The brutality and confusion of Flanders Fields

If you Google “is Flanders Fields a real place,” the pre-baked Google response is American centric and falls flat of the truth: “Flanders Field American Cemetery and Memorial, a World War I cemetery on the southeast edge of the town of Waregem, Belgium. Poppy flowers began to grow after the burial of the fallen soldiers.”

In reality, it was the churning of the soil and fertilization by nitrogen-based bombs and dead bodies that caused the long-dormant Belgian poppy seeds to come to the surface and grow.

“Flanders Fields” is not limited to one particular area, it is the part of the western front that ran through Belgium just south of Zeebrugge. The fields are associated with battles that took place in the Ypres Salient (e.g. the Second Battle of Ypres and the Battle of Passchendaele).
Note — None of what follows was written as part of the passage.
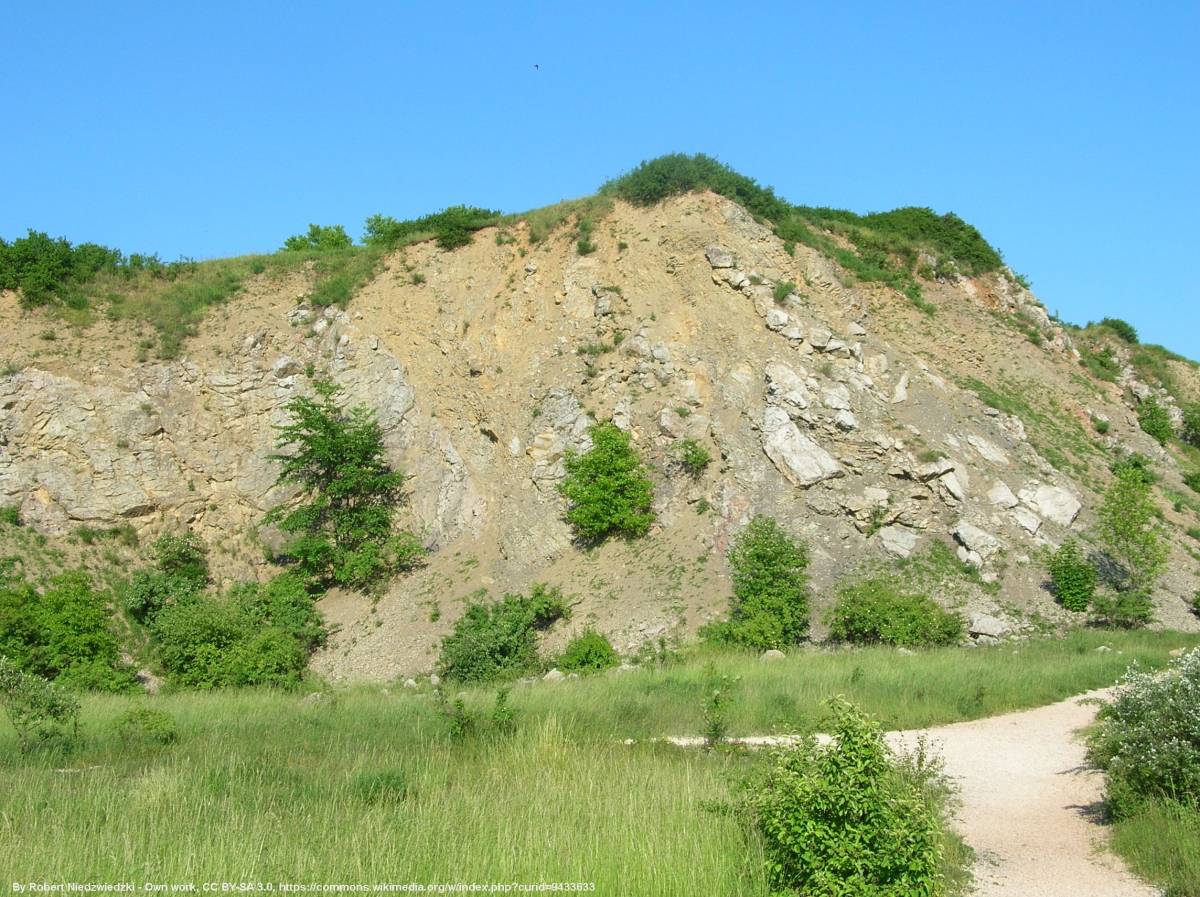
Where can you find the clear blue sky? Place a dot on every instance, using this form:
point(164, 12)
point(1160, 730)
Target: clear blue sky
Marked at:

The term was popularized by John McCrae in his poem, In Flanders Fields. McCrae was a talented, influential Canadian doctor who fought during the Second Battle of Ypres.

He was inspired to write the poem after the funeral of his McGill student, militia friend, and attestation buddy Alexis Hammum Helmer. It’s said that McCrae presided over the funeral; that not much was left of Helmer so whatever pieces could be found were put into a burlap sack, which was shaped into a human form and buried.

There is uncertainty around Helmer’s death that points to the confusion and disorganization of the early years of the battles of the Ypres Salient.

Military records from 1915 have Helmer in France around the time of his death, and claim he was buried at Malakoff Farm in Hargicourt after being “killed in the field.”

The Commonwealth War Graves Commission has him listed as both in the White House British Cemetery in St. Jean-Les-Ypres and “missing.” These “missing” records have him listed on the Menin Gate Memorial for the men who were never found. The Circumstances of Death registry in Canada also has Helmer listed as a missing Canadian soldier on the Menin Gate Memorial. The only detail in the records is that he was killed in action North of Ypres.

McCrae’s own personal account has Helmer buried in a small cemetery behind a field hospital in Boezinge, Belgium. This would later become the Essex Farm Cemetery in which Helmer’s grave was never found.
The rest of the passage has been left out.